0
Please log in or register to do it.

OpenAI, which developed ChatGPT, on Thursday launched Sora, its first artificial intelligence (AI)-based text-to-video generation model. The company claims that it can create videos up to 60 seconds long. That’s longer than any competitor in the sector, including Google’s Lumiere, which was unveiled last month. Sora is currently available for use by red teams, cybersecurity experts, and select content creators who extensively test software to help companies improve their software. The AI ​​company also plans to include Coalition for Content Provenance and Authenticity (C2PA) metadata in the future once its models are deployed in OpenAI products.

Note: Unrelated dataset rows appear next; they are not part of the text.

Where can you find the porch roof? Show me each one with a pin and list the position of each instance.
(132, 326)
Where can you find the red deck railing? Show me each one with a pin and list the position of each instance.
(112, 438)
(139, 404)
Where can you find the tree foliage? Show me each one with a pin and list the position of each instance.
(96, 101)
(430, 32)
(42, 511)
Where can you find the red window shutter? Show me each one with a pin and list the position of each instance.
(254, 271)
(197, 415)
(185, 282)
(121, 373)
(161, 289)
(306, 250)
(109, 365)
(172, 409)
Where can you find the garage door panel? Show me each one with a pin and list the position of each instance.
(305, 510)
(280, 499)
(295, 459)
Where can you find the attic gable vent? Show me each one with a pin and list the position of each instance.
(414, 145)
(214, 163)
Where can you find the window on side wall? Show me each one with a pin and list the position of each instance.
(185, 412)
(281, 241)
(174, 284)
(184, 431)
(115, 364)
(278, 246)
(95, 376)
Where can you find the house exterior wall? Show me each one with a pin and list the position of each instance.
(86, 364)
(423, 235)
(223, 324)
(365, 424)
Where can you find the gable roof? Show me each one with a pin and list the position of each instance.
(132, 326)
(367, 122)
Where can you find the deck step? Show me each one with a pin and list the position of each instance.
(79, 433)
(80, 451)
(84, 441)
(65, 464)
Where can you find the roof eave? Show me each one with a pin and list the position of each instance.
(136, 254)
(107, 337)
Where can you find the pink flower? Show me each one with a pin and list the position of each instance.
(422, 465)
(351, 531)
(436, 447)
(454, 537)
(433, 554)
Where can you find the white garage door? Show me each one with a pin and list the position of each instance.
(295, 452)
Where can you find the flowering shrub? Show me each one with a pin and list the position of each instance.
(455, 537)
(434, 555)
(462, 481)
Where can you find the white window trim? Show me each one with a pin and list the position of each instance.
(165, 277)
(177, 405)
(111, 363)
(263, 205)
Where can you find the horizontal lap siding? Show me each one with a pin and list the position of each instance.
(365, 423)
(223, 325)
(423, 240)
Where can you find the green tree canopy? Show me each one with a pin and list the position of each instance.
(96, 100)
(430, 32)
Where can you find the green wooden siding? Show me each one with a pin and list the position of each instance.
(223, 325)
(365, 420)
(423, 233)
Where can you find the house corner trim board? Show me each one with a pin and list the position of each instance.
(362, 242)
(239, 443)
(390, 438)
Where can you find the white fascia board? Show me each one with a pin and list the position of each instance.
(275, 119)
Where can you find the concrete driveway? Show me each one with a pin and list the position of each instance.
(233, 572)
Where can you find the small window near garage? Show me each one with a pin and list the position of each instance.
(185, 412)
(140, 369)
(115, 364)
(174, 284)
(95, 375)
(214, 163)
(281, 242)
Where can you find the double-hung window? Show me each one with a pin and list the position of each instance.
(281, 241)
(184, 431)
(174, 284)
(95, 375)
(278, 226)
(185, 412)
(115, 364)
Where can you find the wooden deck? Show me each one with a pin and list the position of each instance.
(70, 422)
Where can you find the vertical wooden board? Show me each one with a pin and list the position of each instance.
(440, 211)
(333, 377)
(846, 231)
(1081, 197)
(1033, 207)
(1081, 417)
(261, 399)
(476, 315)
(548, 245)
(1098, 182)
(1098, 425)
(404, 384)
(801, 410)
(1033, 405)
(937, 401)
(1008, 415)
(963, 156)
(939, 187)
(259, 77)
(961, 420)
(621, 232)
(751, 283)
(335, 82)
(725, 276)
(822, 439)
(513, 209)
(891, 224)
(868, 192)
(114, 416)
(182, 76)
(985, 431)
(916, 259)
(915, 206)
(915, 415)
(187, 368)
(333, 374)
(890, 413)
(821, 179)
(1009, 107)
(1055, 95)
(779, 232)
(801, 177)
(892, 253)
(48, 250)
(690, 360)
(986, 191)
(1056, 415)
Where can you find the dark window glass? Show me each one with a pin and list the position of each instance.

The company introduced the AI ​​video generator through an Interestingly, the length of videos this company claims to produce is more than 10 times the length of videos offered by its competitors. Google’s Lumiere can generate videos that are 5 seconds long, while Runway AI and Pika 1.0 can generate videos that are 4 and 3 seconds long, respectively.

Sam Altman, X account and CEO of OpenAI, shared several videos created by Sora along with the prompts used to create them. The resulting video appears highly detailed with smooth motion, something that other video generators on the market struggle with somewhat. According to the company, it can create complex scenes with multiple characters, multiple camera angles, specific types of motion, and precise details of the subject and background. This is possible because the text-to-video model uses both prompts and “how these things exist in the real world.”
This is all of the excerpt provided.